UNITED STATES
SECURITIES AND EXCHANGE COMMISSION
Washington, DC 20549
_____________________
FORM 10-Q
(Mark One)
[X] QUARTERLY REPORT PURSUANT TO SECTION 13 OR 15(d) OF
THE SECURITIES EXCHANGE ACT OF 1934
For the quarterly period ended September 18, 1996
OR
[ ] TRANSITION REPORT PURSUANT TO SECTION 13 OR 15(d) OF
THE SECURITIES EXCHANGE ACT OF 1934
For the transition period from ________________ to ____________________
Commission File Number 1-3657
______________________
WINN-DIXIE STORES, INC.
(Exact name of registrant as specified in its charter)
Florida 59-0514290
(State or other jurisdiction of (IRS Employer
incorporation or organization) Identification No.)

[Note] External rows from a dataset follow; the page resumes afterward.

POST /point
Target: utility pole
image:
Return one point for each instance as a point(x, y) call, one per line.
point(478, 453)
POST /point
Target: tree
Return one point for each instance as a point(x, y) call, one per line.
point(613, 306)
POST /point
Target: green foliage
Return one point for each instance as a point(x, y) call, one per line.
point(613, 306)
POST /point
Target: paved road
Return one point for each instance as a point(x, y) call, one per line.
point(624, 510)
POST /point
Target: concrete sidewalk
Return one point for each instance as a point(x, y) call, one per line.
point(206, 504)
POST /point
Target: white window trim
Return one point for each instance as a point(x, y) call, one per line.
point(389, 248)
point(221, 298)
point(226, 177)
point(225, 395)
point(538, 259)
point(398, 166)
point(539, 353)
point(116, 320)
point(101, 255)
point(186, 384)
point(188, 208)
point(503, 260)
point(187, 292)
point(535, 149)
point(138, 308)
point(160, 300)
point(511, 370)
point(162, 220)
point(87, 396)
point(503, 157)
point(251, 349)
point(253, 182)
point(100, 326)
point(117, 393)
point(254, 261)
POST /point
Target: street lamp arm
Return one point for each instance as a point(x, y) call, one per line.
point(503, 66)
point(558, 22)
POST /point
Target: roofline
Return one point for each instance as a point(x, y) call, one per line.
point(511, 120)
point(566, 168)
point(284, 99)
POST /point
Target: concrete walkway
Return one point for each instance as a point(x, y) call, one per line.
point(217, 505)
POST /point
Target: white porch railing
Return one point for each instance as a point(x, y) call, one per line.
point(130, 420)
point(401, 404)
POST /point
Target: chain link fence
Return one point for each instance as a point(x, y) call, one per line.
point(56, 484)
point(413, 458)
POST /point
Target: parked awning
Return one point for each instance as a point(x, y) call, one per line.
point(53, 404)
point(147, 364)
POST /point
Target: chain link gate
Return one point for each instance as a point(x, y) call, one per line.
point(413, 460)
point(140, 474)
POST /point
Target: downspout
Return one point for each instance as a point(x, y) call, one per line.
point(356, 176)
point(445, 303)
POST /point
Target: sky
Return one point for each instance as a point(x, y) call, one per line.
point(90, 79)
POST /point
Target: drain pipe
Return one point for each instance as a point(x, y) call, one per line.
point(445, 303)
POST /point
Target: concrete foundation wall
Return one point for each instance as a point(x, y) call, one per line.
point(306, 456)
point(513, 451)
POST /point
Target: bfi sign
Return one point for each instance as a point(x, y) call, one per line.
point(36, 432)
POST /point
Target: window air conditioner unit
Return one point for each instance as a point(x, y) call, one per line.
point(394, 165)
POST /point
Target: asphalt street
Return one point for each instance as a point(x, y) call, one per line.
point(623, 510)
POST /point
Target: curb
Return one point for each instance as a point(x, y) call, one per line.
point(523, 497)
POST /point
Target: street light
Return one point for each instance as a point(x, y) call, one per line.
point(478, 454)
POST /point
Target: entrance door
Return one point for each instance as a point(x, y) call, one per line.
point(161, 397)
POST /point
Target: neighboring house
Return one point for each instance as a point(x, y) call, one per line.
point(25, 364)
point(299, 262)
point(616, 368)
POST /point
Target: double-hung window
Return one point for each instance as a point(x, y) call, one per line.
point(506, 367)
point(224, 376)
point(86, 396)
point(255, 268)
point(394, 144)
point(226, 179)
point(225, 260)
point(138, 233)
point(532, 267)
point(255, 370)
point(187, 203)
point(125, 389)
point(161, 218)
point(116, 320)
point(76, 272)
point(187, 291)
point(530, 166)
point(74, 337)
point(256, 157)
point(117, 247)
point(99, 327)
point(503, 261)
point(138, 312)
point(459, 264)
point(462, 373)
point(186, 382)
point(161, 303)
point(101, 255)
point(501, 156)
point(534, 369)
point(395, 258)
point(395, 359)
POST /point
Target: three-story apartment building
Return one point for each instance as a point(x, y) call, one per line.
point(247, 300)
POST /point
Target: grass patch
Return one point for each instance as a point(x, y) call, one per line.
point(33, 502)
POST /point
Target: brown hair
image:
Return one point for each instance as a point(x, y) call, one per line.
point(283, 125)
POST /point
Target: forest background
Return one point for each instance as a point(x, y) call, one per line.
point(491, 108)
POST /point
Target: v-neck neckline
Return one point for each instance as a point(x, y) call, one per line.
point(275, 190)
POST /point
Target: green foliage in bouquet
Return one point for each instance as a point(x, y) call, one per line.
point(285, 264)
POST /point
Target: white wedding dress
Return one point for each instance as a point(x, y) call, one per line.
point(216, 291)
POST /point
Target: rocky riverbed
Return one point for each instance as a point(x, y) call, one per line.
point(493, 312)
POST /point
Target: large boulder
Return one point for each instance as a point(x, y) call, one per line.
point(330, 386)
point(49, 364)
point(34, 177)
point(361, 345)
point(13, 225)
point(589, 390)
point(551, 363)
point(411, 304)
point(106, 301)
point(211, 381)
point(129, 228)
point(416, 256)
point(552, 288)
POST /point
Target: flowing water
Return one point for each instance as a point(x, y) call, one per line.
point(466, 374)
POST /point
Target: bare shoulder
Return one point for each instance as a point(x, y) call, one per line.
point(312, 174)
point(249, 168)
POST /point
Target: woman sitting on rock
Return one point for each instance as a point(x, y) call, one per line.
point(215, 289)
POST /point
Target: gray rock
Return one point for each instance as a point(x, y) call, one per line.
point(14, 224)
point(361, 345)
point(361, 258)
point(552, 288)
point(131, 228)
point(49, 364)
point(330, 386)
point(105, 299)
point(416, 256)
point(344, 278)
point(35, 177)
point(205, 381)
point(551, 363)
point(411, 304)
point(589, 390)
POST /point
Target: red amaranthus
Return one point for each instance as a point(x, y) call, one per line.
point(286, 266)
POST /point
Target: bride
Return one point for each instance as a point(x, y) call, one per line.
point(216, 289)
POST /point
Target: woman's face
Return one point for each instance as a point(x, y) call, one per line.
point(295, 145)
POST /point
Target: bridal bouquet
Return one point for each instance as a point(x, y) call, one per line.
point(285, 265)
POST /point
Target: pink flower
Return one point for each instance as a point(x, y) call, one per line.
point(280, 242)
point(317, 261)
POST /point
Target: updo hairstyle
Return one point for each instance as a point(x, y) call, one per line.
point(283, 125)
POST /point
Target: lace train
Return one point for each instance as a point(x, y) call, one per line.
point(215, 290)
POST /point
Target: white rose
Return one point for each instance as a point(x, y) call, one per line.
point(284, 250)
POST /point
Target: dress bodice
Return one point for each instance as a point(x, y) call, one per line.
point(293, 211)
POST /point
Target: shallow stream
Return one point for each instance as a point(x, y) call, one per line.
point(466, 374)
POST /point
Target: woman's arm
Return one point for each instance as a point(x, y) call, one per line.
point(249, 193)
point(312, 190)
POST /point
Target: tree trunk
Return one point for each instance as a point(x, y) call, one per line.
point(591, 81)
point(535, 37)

5050 Edgewood Court, Jacksonville, Florida 32254-3699
(Address of principal executive offices) (Zip Code)
(904) 783-5000
(Registrant's telephone number, including area code)
Unchanged
(Former name, former address and former fiscal year, if changed since last
report)
_____________________
Indicate by check mark whether the registrant (1) has filed all reports
required to be filed by Section 13 or 15(d) of the Securities Exchange Act of
1934 during the preceding 12 months (or for such shorter period that the
registrant was required to file such reports), and (2) has been subject to
such filing requirements for the past 90 days. Yes [X] No [ ]
As of October 7, 1996, there were 151,172,330 shares outstanding of
the registrant's common stock, $1 par value.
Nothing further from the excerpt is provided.